No answer. She fumbled in her pocket and found the squeeze light that she had purchased in Bermuda when she was concerned that there might be another blackout. Just luck she had it in her pocket. The bulb glowed, creating a tiny pool of bright light.

She saw a flicker of movement outside the circle of light. She shone the light around, but saw nothing but dark walls, dark floors. “Who’s there?”

No answer. She faced the darkness, holding the light in front of her, but she reached behind herself to rattle the door knob again. It would not open. “Help!” Susan called. She pounded on the door with the hand that wasn’t holding the flashlight. “Open the door!” she shouted, hoping that someone might be on the stairs, someone might hear her. “Help!”

She tried the knob again and it turned suddenly in her hand. The door opened. She almost fell onto the landing, but clung to the doorknob for support. Regaining her footing, she turned and slammed the door behind her, leaning against it and waiting for the sound of someone on the other side of the door.

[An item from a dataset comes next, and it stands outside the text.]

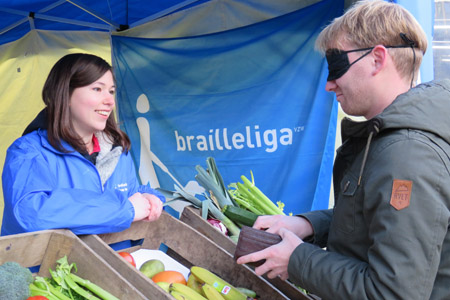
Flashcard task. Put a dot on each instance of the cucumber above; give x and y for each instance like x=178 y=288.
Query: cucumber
x=240 y=215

All was quiet. After a moment, she turned to face the person who had opened the door. “Thank you,” she began. “I got locked out …” Her words died. In the dim light that filtered down from the landing above them, she recognized the man who was studying her.

Weldon Merrimax. She stared at him in disbelief. “You sounded like you needed a hand,” he said.

“Yes,” Susan said, her voice weak. “Yes, I suppose I did.” She straightened up, standing with her back to the door.

“So what’s in there?” he asked, glancing at the door behind her. “What had you so scared?” He studied her, his eyes cold and appraising.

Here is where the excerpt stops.